Service accounts#

Service accounts in Neptune workspace settings

Service accounts are a special type of non-human privileged account. You can use them for automated processes instead of maintaining user accounts for this purpose.

Service accounts are workspace-specific. They can log data to Neptune projects they've been assigned to and perform management actions on users and projects (except deleting them).

Why should I use a service account?#

Service accounts are helpful:

For automating your workflow
If you need a non-user API token
If you need to use multiple API tokens

Service accounts are also good for scoping permissions. They can have lower permission levels and access only to necessary projects.

What's different about service accounts?

Workspace admins can instantly revoke a service account's API token in the workspace settings, which helps improve the security of your setup.
A service account cannot access any projects automatically. To perform actions in a project, it has to be explicitly assigned to it with at least "contributor" permissions.
Service accounts can't delete projects or have the workspace admin role. As such, service accounts cannot use the following functions from the management API:
- delete_project()
- invite_to_workspace()
Otherwise, service accounts can perform project actions according to their permissions.
You can have up to 50 service accounts per workspace.
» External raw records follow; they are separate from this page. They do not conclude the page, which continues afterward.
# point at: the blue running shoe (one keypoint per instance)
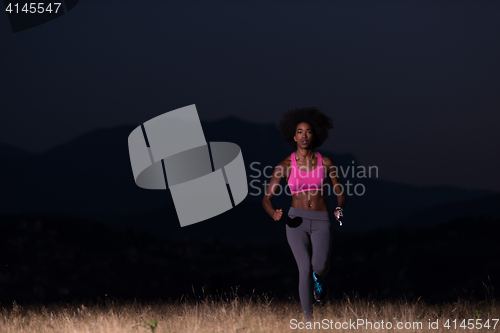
(320, 287)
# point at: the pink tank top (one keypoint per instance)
(301, 181)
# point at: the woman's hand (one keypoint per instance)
(277, 214)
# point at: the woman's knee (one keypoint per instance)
(321, 268)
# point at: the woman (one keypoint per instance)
(308, 228)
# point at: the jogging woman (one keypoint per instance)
(308, 228)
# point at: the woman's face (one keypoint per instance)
(304, 135)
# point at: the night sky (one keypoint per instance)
(412, 86)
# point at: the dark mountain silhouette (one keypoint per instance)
(91, 177)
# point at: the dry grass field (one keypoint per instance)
(255, 313)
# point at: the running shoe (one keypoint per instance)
(320, 287)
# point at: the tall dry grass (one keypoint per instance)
(231, 313)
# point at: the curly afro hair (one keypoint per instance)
(319, 121)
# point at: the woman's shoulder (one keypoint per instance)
(327, 162)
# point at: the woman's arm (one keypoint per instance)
(332, 171)
(274, 183)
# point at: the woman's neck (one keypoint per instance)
(302, 153)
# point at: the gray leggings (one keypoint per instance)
(311, 243)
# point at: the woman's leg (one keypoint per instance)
(300, 243)
(321, 239)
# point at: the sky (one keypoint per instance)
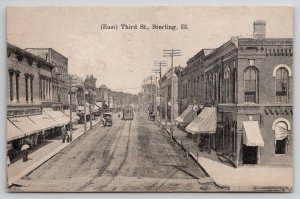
(122, 58)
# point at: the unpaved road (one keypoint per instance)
(130, 156)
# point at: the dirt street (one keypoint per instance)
(130, 156)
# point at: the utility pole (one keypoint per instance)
(160, 64)
(84, 108)
(70, 106)
(172, 53)
(90, 109)
(151, 94)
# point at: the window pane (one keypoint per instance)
(250, 77)
(281, 85)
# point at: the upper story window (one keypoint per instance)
(251, 84)
(282, 74)
(227, 84)
(281, 138)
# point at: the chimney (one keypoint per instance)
(259, 29)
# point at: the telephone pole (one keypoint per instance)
(160, 64)
(172, 53)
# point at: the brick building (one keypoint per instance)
(59, 75)
(249, 84)
(166, 93)
(29, 89)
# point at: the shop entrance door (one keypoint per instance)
(250, 154)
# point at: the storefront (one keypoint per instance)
(186, 117)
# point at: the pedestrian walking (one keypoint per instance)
(63, 134)
(24, 151)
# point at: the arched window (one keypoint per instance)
(250, 84)
(227, 84)
(282, 85)
(281, 137)
(234, 88)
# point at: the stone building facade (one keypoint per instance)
(60, 76)
(248, 81)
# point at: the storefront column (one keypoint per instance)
(258, 155)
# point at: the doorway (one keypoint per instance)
(250, 154)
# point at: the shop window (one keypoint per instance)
(282, 85)
(281, 138)
(250, 83)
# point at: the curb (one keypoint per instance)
(36, 165)
(194, 158)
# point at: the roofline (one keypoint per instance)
(9, 45)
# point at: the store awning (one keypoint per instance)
(44, 121)
(13, 132)
(81, 110)
(187, 116)
(205, 122)
(99, 104)
(58, 116)
(251, 134)
(25, 125)
(74, 115)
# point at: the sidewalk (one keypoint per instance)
(19, 169)
(243, 178)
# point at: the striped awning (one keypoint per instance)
(74, 115)
(205, 122)
(25, 125)
(187, 116)
(44, 121)
(81, 109)
(13, 132)
(251, 134)
(58, 116)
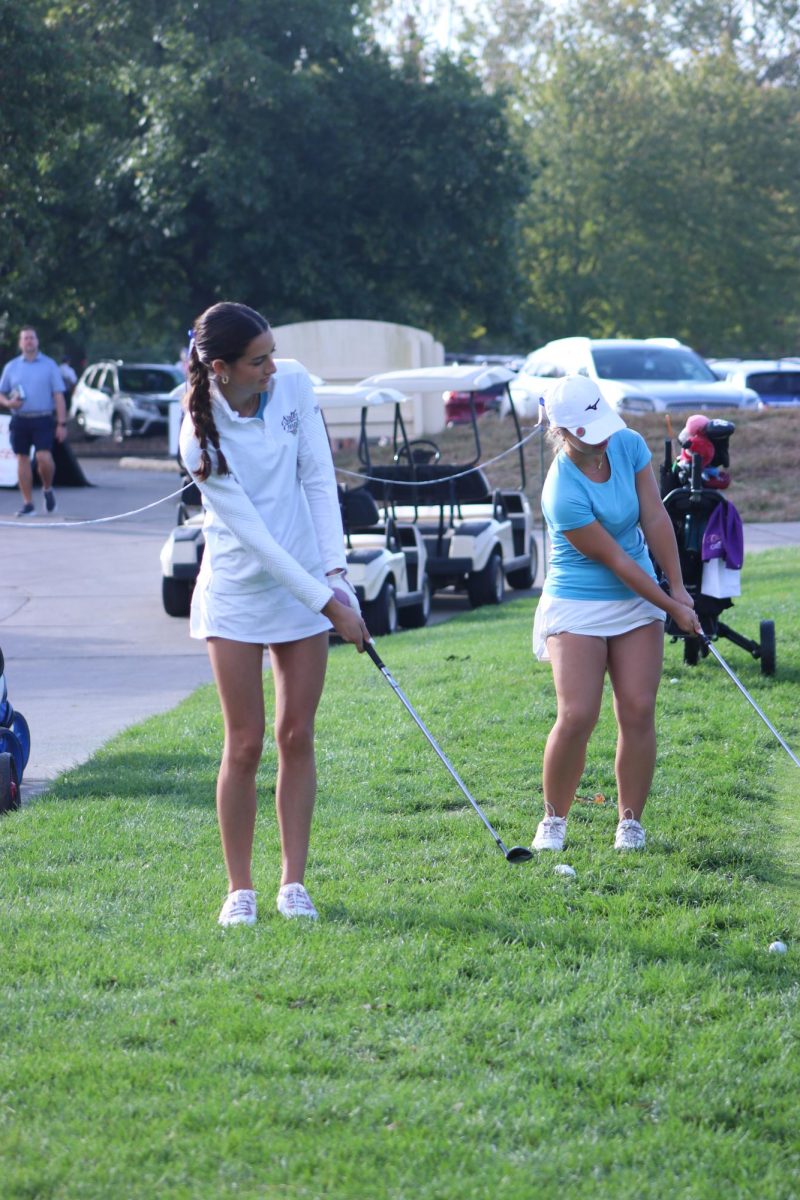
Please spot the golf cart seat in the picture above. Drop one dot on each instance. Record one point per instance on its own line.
(429, 484)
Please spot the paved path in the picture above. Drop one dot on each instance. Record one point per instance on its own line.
(89, 648)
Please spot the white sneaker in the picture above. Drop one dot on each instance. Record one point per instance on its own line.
(551, 833)
(630, 835)
(239, 909)
(294, 901)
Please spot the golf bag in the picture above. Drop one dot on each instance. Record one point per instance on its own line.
(708, 532)
(14, 748)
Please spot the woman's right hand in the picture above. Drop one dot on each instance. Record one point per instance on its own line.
(347, 623)
(686, 618)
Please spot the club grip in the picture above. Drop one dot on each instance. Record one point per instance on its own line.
(370, 647)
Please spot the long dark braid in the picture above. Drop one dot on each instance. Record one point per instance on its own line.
(223, 331)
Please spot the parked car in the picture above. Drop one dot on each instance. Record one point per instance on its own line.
(124, 400)
(655, 375)
(776, 381)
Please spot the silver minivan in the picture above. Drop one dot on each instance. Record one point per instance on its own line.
(124, 400)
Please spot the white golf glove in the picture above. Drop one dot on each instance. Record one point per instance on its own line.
(343, 589)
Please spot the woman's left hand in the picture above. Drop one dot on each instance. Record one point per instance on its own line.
(681, 595)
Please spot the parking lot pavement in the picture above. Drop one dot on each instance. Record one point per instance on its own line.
(89, 649)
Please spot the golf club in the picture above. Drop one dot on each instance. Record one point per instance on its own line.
(517, 853)
(709, 645)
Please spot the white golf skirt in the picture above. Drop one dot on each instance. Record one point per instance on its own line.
(590, 618)
(264, 617)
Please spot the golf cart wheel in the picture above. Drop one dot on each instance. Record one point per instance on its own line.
(8, 784)
(524, 577)
(80, 421)
(691, 651)
(415, 616)
(380, 615)
(176, 597)
(487, 586)
(768, 647)
(11, 745)
(20, 730)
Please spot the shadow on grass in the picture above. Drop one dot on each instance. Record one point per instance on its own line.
(187, 780)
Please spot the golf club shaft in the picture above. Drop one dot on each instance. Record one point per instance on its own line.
(392, 683)
(747, 696)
What to use service accounts for

Your shared training/evaluation pipeline
CI/CD servers that do something like validating models marked for staging
Monitoring services that regularly check how models behave
Report generation

Creating a service account#

To create a new service account in your workspace:

In the top-left corner of the Neptune app, click your workspace name → Service accounts → New service account.
Enter a name for the service account.

The full name of the account will be <service-account-name>@<workspace-name>.
To grant contributor access to all projects in the workspace, check the corresponding box.
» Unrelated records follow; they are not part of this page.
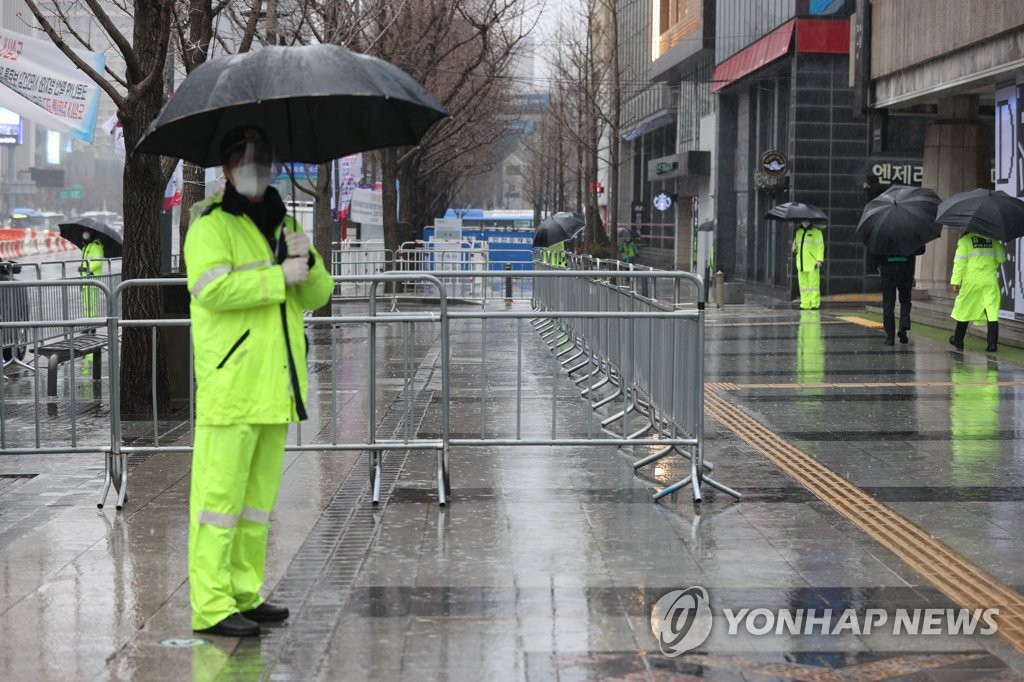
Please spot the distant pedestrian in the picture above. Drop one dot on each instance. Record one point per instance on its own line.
(976, 281)
(809, 255)
(897, 281)
(251, 273)
(91, 266)
(628, 249)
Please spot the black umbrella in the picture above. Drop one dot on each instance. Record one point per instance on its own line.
(987, 212)
(797, 211)
(316, 102)
(111, 239)
(900, 220)
(559, 227)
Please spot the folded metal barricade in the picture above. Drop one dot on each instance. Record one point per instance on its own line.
(648, 351)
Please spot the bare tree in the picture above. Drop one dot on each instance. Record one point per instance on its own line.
(138, 95)
(462, 52)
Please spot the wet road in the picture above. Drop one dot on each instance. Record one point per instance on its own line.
(550, 562)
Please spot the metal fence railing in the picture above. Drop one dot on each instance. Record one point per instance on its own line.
(646, 352)
(649, 351)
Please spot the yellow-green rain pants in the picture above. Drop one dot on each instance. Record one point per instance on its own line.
(240, 469)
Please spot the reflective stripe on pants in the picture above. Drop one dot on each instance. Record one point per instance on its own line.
(810, 289)
(235, 478)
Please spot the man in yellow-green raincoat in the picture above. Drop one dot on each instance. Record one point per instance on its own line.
(808, 256)
(251, 273)
(976, 281)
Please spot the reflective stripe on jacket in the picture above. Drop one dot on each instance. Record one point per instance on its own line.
(92, 259)
(241, 356)
(809, 247)
(976, 267)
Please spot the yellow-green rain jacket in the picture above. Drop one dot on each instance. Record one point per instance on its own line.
(92, 259)
(243, 373)
(809, 247)
(976, 267)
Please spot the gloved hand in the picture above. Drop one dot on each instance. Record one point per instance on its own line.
(298, 245)
(296, 270)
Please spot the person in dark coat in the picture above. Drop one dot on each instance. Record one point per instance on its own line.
(897, 282)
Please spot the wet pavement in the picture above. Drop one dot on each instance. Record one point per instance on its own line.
(550, 562)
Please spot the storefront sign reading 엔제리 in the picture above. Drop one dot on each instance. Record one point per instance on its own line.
(898, 173)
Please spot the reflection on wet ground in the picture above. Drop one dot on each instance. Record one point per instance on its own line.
(550, 562)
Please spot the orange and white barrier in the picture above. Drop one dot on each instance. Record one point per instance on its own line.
(16, 244)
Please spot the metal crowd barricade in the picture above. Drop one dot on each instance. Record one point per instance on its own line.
(357, 259)
(174, 432)
(604, 336)
(651, 352)
(22, 391)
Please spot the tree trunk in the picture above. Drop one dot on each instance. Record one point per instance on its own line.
(389, 170)
(324, 221)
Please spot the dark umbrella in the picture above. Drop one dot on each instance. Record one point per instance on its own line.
(112, 241)
(316, 102)
(797, 211)
(987, 212)
(559, 227)
(900, 220)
Otherwise, you'll need to manually assign the service account to each project it should have access to. Setting the project privacy to "workspace" does not make it accessible to service accounts.

Once done, workspace admins can manage and access the API token of the service account.
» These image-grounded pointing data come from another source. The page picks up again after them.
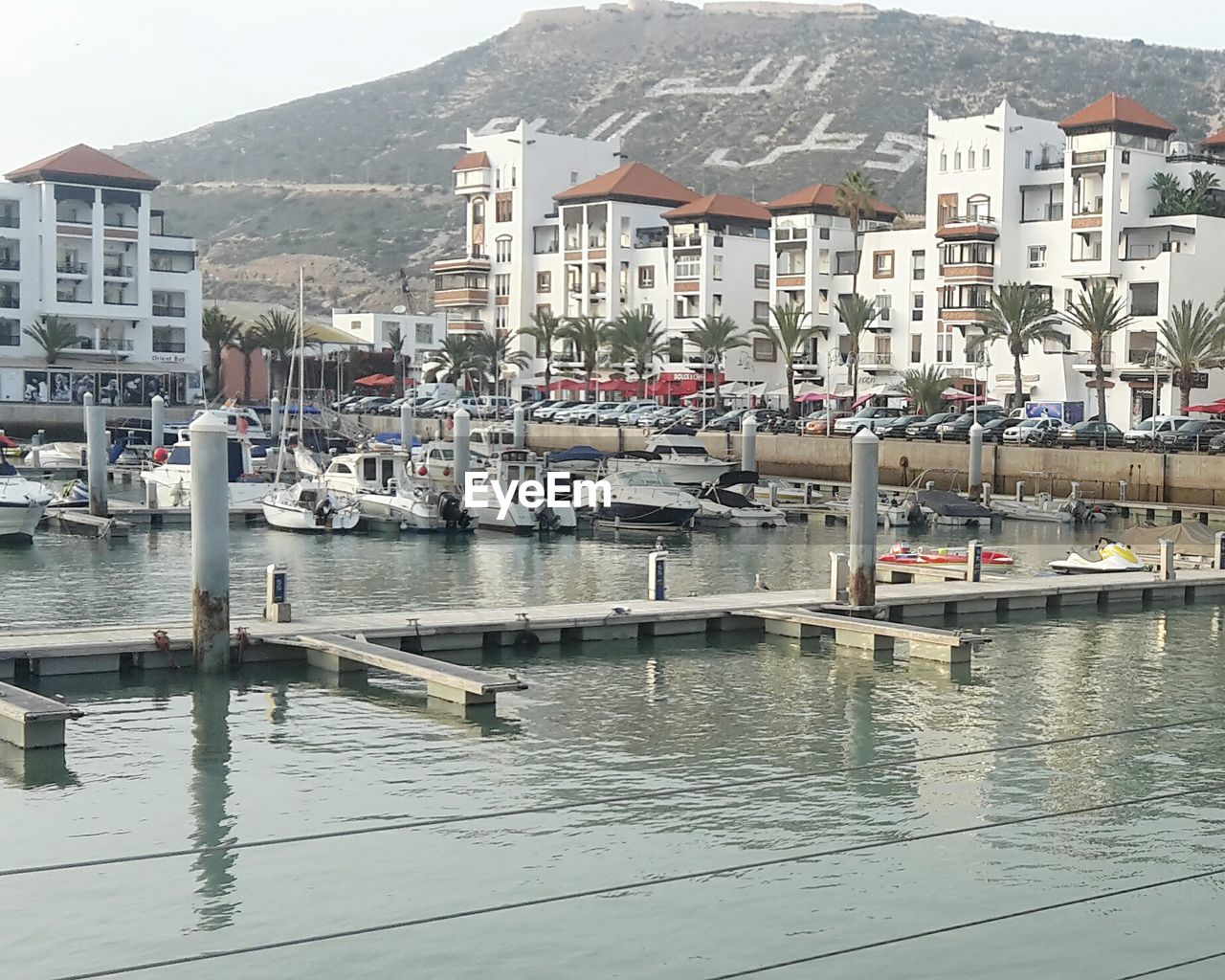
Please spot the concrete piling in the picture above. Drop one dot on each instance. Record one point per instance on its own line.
(210, 546)
(520, 428)
(157, 421)
(748, 444)
(865, 452)
(462, 435)
(975, 469)
(96, 455)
Assigning a service account to a project#

Before adding a service account to a project, you need to create it in the workspace settings.

When creating the account, you can choose to grant it access to all projects that exist at the time. If you did not grant universal access, or you create a new project after that, you need to assign the service account to the project manually.

You can grant access:

Via the web app, by going to the project settings menu ( ) in the top-right and selecting :ui-service-accounts: Service accounts.

Via the API, with the management.add_project_service_account() function.

Add service account to project

>>> from neptune import management
>>> management.add_project_service_account(
...     project="ml-team/classification",
...     service_account_name="cicd@ml-team",
...     role="contributor",
... )

Note

A service account cannot access projects with "workspace" visibility. It must be explicitly assigned to a project to be able to access it.

Managing service accounts#

Workspace admins and project owners can do the following:

Access service account settings.
Add a service account to a project (needs to be created in the workspace settings first).
Remove a service account from a project.
Change the service account role within a project.

Only workspace admins can access and manage the Neptune API tokens of service accounts. If a service account is deactivated and then reactivated, the API token is refreshed.

Tip

You can also managage service accounts through the management API.

Most of the management operations can themselves be performed by service accounts.

Deactivating a service account#

To revoke the access of a service account:

As workspace admin, navigate to the workspace settings: In the top-left corner of the Neptune app, click your workspace name → Service accounts.
On the account you want to deactivate, open the menu and select Deactivate.

Deactivating a service account makes its API token unusable.

You can reactivate the account later, but you'll have to update the API token in your code.

Reactivating a service account#

To restore a service account:

As workspace admin, navigate to the workspace settings: In the top-left corner of the Neptune app, click your workspace name → Service accounts.
On the account you want to deactivate, click Reactivate.
Update the API token where the service account was used.

This is needed because deactivation resets the API token.